Data Efficiency Analysis
Under limited training data regimes, L2Rec manifests strong generalization, surpassing LEARN with only 10% of data on Scientific (~0.1071 N@10 vs 0.1060 at 100% for LEARN) and outperforming by +17.3% at 1% data on Instruments. Text-enhanced methods deteriorate quickly with data scarcity, while LLM-based methods exhibit flatter degradation curves. The superior performance under low-resource conditions is attributed to DPMoE's view-specific adaptation ability.
Figure 2: Data efficiency analysis of L2Rec against baselines, showing robust performance even with scarce training data.

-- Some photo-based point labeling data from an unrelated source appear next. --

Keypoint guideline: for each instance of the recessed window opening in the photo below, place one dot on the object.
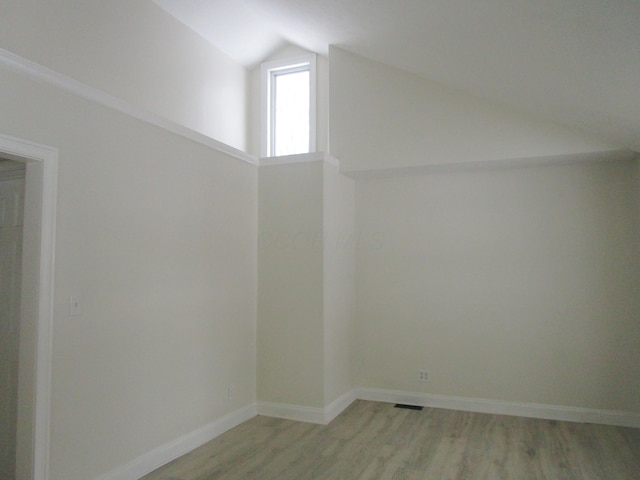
(289, 107)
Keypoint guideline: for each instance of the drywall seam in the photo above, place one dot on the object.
(35, 71)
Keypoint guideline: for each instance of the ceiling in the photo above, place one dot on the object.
(576, 62)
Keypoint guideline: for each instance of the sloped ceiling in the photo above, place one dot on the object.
(576, 62)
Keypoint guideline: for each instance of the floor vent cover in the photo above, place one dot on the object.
(408, 407)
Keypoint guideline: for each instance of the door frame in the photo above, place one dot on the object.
(34, 384)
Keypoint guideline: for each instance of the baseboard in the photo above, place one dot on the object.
(336, 407)
(299, 413)
(531, 410)
(172, 450)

Hyperparameter Sensitivity
Incrementally increasing LoRA rank and expert pool size leads to performance gains that saturate as capacity enlarges, indicating diminishing returns and supporting mid-range settings for practical deployment.
Figure 3: Hyperparameter analysis depicts the trade-off between adaptation rank/expert count and recommendation performance.
Online A/B Testing
Deployment in a production setting (1.5M DAU, homepage feed) demonstrates +9.24% CTR and +3.15% reply rate improvements over a long-term optimized DLRM baseline, validating that dual-view parameter-level adaptation translates to substantial gains in user engagement metrics under real-world constraints.
Theoretical and Practical Implications
L2Rec provides a principled bridge between general-purpose language modeling and personalized recommendation. By operating in the parameter space with dual-view personalized adaptation, the framework circumvents distributional mismatches inherent to input/output-level fusion and unlocks end-to-end task supervision without retraining large LLMs. This positions L2Rec as a scalable, flexible foundation for future development in recommendation domains requiring sophisticated signal integration and user-specific specialization.
The strong empirical results and data efficiency suggest that parameter-level adaptation with expert routing is a promising avenue for downstream applications of LLMs beyond recommendation, including personalized content generation and multimodal integration.
Conclusion
L2Rec innovates on the integration boundary for LLM-based recommenders by shifting signal fusion from the representation to the parameter space. Utilizing DPMoE for view-specific adaptation and adaptive cross-view fusion, it achieves robust alignment of behavioral and semantic signals with significant improvements across metrics and real-world engagement. The implications extend to scalable, parameter-efficient personalization in LLM-powered applications, with future prospects in expanding modular adaptation regimes and cross-domain signal integration.